Exile, a bit like Kabaka Pyramid, you started out in hip-hop rather than in reggae.
Exile Di Brave: "Well, I was born in the eighties and grew up in the nineties. Back then I was really influenced by American music and I felt a connection to hip-hop because it told the story of inner-city youths like me. I was really into artists like NAS, Tupac but also Afrika Bambaataa or conscious artists like Dead Prez and Common, and I definitely have to mention OutKast."
What exactly made you switch to reggae?
Exile Di Brave: "At one point I was in a rap-group with two other brethren, but then I started college and our ways kind of got separated. At the same time you had a resurgence of one drop music, with a number of the artists that were gaining popularity coming from the Portmore area where I'm also from. I started checking out their vibes and really got into the conscious message of the music. It wasn't anything planned, just a natural progression in my musical evolution."
You're known as a do-it-yourselfer. Why is your independence so important to you?
Exile Di Brave: "It's all about looking after oneself without becoming selfish. Of course it's also about having creative control over the music you turn out. But once again it wasn't really anything I planned in advance; I just found myself in a situation where it seemed the best path for me to follow. Instead of resigning myself to the fact I was from the ghetto and my options would be limited, I considered myself to be a rebel with a cause and broke the mold so to speak. After all, self-sufficiency is one of the basic principle teachings of Rastafari and Garveyism; all I did was to try to put theory into practice! (laughs) It doesn't mean you do everything on your own though, it's just making use of your talents and applying them to the best of your abilities."
Your label, EDB Entertainment, quickly evolved into a whole movement.
Exile Di Brave: "I see EDB Entertainment as a sort of quality label, so the EDB doesn't just stand for Exile Di Brave but also for Ever Di Best. When I started the label, I did it in partnership with Philip 'Scaley Blacks' Williams, him building the riddims and me voicing the tracks. Then my brethren Jahkime joined us - I think that was around the time I finished the 'The Calling' album (2013, red.) - followed by Kazam Davis and that's how the whole thing kept expanding. We all knew each other already from way back when and apparently this was the right time for us to join forces and move forward together."
'The Journey Begins', the title of your second album, sounds a bit like that of a debut album, but it's not, so what is this new journey that was starting for you?
Exile Di Brave: "Well, my previous album was called 'The Calling', so my thinking was that if you get a calling, soon after your journey begins. 'The Journey Begins' is also the musical continuation of 'The Calling'; I'm someone who records pretty much continuously until I end up with enough songs to make up another album, so I started recording the songs that make up 'The Journey Begins', right after the release of my previous long player. Another journey that began with this album is the fact that I started working with an actual band instead of voicing over computer generated riddims. Finally we also started dealing with distribution and everything that comes with that. 'The Calling' was just released digitally, but 'The Journey' begins is also available on CD, so we had to make sure to get it out there."

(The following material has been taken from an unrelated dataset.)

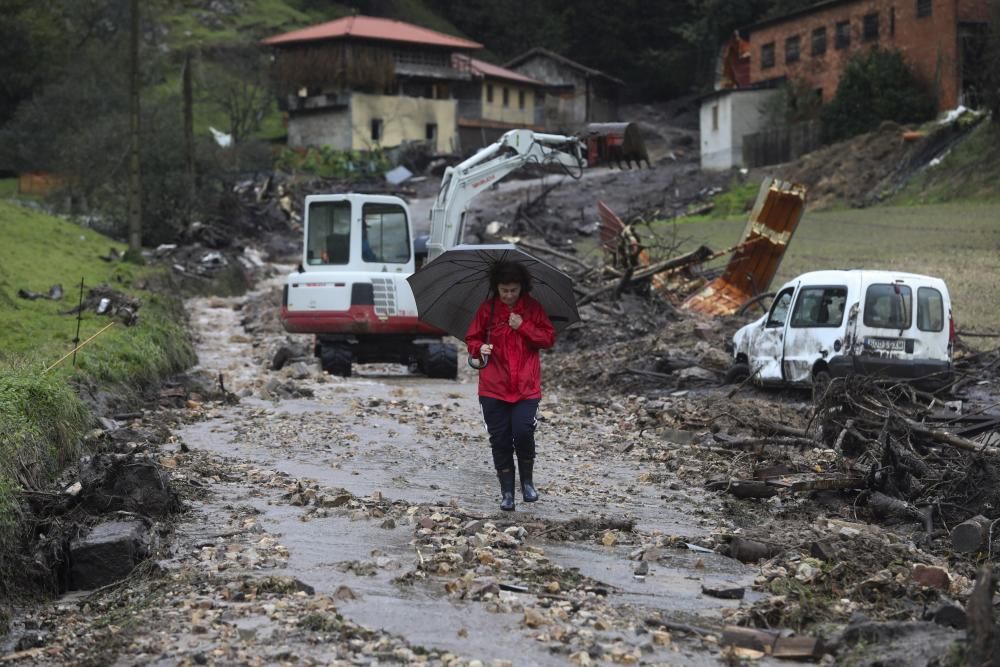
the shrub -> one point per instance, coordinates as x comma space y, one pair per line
876, 87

Rather than voicing over prerecorded riddims, for 'The Journey Begins' you took to the studio with live musicians.
Exile Di Brave: "I my opinion, you can't really present yourself as an artist or a singer if you want without knowing how the music is made. There's nothing wrong with voicing a tune over a riddim you get sent, but being surrounded by actual musicians and building a song from scratch is a whole different experience. It's that same difference that you can also find between doing a sound system set and playing a concert with a live band. The resurgence of vinyl is in a similar vein; it's all about the feel of the music."
You're one of the ambassadors for 'Help Jamaica!', how did you get involved with the project?
Exile Di Brave: "For me it's all about giving the youths the opportunities they deserve, and since Help Jamaica! is an organization that has a similar goal, I have no problem putting my shoulders behind that. Anyone who wants to do something similar has my full support as well. When I shot the video for 'Hungry', I had people of all colors and creeds holding up the Help Jamaica! sign. The idea behind that was Jamaica's motto: "Out of many one people!". For the people who don't know what Help Jamaica! does: they fund and establish school libraries, which in turn encourages the youths to read. It's only by reading that you can also learn and educate yourself. Just handing out money doesn't serve anyone, but from books you can gather knowledge and once you have the knowledge to do certain things, all the rest will follow. I'm a ghetto youth myself, so I know how important a good education is and I definitely consider myself to be an activist and an advocate for education. His Majesty said it as well, you know: "The key for the betterment and completeness of modern living is education."; knowledge and understanding make it easier to get along with others in this world that's getting smaller by the day!"